Abstract:
Nowadays, occupational stress is a widely experienced phenomenon that manifests itself in our lives consciously or unconsciously. It has always been present at work, however, in recent years it is increasing in intensity and incidence due in large part to new forms of work organization. Prolonged exposure to mental stress contributes to a poor work experience and even to serious health problems.
The importance of stress and its significant impact on people's lives underscores the need for early detection. Traditional stress detection solutions, based on standardized questionnaires, come with challenges such as subjective responses and slow implementation. However, advances in the fields of artificial intelligence and affective computing have opened up a wide range of possibilities for early stress detection. Some of these solutions involve the use of data collected by sensors and the application of machine learning techniques for automatic stress detection based on this data. Despite their advantages, some of these solutions face challenges in real-world application, such as intrusiveness and data loss. Therefore, this has motivated the exploration of non-intrusive techniques based on the analysis of behavioural parameters.

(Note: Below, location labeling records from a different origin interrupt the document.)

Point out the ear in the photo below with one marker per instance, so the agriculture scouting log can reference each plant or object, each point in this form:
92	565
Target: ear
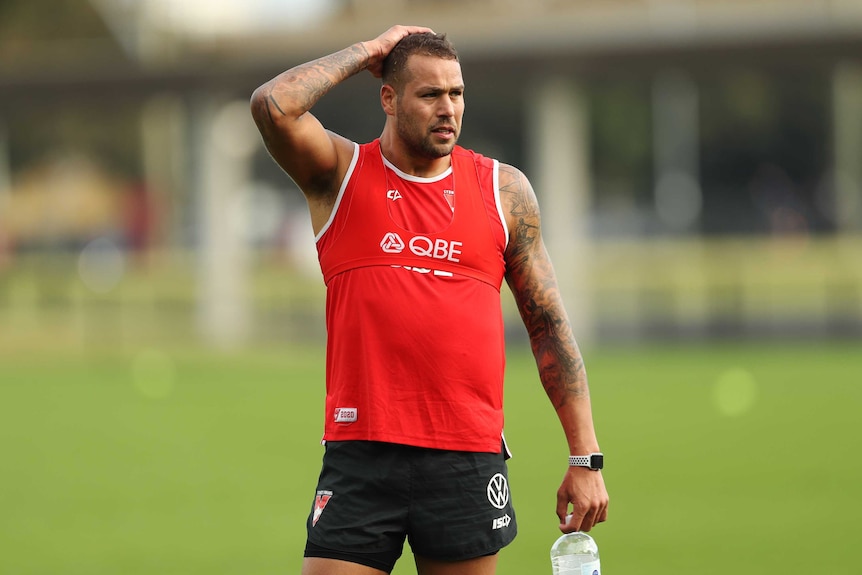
388	99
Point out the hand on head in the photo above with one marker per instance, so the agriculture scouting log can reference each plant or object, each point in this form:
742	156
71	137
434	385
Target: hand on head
380	47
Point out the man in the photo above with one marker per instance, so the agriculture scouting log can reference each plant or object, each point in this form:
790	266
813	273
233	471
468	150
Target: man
414	236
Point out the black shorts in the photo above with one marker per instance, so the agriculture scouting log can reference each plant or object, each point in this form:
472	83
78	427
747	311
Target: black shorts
449	505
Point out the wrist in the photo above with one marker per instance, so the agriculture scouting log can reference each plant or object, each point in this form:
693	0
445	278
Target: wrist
593	461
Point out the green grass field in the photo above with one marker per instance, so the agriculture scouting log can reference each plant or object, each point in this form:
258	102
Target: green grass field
720	458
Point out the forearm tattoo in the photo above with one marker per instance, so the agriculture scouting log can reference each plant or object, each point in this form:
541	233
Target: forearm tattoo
533	282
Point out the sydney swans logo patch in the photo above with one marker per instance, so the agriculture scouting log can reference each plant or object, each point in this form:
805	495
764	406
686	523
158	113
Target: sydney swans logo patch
320	501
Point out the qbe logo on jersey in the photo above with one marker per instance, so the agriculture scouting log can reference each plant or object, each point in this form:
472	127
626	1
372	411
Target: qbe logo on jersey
422	246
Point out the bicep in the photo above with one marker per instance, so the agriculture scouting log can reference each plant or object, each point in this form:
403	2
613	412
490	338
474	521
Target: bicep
529	272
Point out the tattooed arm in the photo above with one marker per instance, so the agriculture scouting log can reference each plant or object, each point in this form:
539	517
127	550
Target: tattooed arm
315	158
533	282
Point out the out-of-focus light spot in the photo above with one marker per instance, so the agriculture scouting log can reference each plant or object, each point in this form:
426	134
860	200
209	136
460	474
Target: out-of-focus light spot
153	373
101	265
678	200
233	133
735	392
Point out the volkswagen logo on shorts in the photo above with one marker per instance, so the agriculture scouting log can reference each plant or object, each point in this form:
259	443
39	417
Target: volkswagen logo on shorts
498	491
392	243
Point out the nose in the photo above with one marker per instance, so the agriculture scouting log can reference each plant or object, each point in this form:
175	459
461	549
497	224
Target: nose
447	107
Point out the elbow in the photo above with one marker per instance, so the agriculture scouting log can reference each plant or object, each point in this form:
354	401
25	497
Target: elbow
258	105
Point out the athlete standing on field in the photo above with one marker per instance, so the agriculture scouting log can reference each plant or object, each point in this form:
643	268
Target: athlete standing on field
414	236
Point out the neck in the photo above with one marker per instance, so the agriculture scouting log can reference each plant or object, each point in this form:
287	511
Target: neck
396	152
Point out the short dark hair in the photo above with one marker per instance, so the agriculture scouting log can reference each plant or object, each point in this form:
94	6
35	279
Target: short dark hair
424	44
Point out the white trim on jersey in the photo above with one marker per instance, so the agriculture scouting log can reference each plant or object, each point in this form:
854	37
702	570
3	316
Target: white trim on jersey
343	187
500	204
410	178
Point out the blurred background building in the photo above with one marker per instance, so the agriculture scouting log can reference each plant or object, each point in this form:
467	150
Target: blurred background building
699	162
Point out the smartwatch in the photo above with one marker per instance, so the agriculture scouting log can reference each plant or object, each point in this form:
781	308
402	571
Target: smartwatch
593	461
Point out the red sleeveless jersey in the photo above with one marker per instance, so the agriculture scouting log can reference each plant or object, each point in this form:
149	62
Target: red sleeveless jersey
413	269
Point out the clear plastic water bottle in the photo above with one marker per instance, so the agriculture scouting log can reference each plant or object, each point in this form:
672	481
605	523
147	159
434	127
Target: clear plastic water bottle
575	554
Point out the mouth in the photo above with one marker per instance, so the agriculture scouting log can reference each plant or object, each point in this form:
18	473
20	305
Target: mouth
446	132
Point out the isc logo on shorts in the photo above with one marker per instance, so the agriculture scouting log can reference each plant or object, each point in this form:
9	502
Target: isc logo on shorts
501	522
345	414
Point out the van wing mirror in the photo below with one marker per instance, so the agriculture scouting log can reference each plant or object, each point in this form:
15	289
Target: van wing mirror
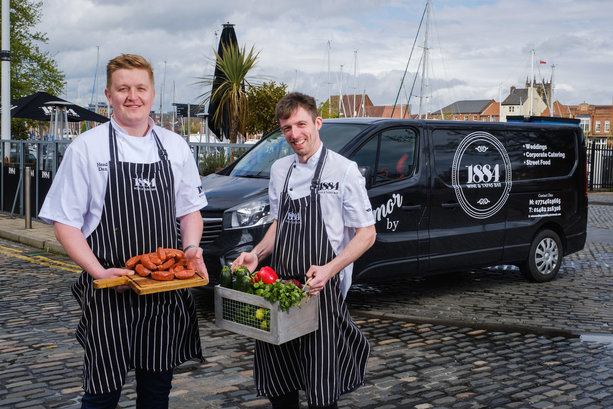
366	173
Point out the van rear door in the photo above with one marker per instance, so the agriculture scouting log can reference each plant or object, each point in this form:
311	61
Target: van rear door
471	179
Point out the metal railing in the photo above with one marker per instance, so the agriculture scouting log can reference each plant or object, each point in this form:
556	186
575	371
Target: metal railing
43	159
600	164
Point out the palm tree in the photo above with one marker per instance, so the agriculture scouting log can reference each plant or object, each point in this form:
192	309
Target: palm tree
228	92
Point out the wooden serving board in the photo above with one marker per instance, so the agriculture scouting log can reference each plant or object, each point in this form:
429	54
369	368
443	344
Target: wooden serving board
146	285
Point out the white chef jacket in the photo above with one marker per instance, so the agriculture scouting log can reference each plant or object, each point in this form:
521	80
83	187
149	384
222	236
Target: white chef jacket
343	198
76	196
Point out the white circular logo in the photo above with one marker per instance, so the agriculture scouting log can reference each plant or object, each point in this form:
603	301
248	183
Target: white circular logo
481	175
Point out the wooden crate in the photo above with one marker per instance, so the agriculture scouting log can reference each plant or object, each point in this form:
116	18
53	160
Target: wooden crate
235	311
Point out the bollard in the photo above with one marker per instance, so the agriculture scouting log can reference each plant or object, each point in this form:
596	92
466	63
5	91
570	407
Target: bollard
26	188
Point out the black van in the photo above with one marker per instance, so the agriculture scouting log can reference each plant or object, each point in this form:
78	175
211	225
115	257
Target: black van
446	195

In this project, priority has been given to the application of detection techniques that do not require additional specific hardware. A widely adopted approach in this domain involves analysing individual behaviour. Specifically, this project seeks to explore how people's interactions with their everyday computers can be exploited to detect their stress levels. To this aim, this project will evaluate the stress predictive performance of various patterns associated with computer interactions, including mouse and keystroke dynamics, eye gaze, and more. Therefore, the main objective will be to develop a stress detection system based on computer interaction using machine learning techniques.
To achieve this purpose, several phases have been identified to be followed during the project's development: an exhaustive study of different detection techniques, a previous review and cleaning of datasets to eliminate elements that may interfere in the process, and the application of different machine learning approaches in order to draw conclusions from the collected data. The development of this model will be carried out using the Python programming language.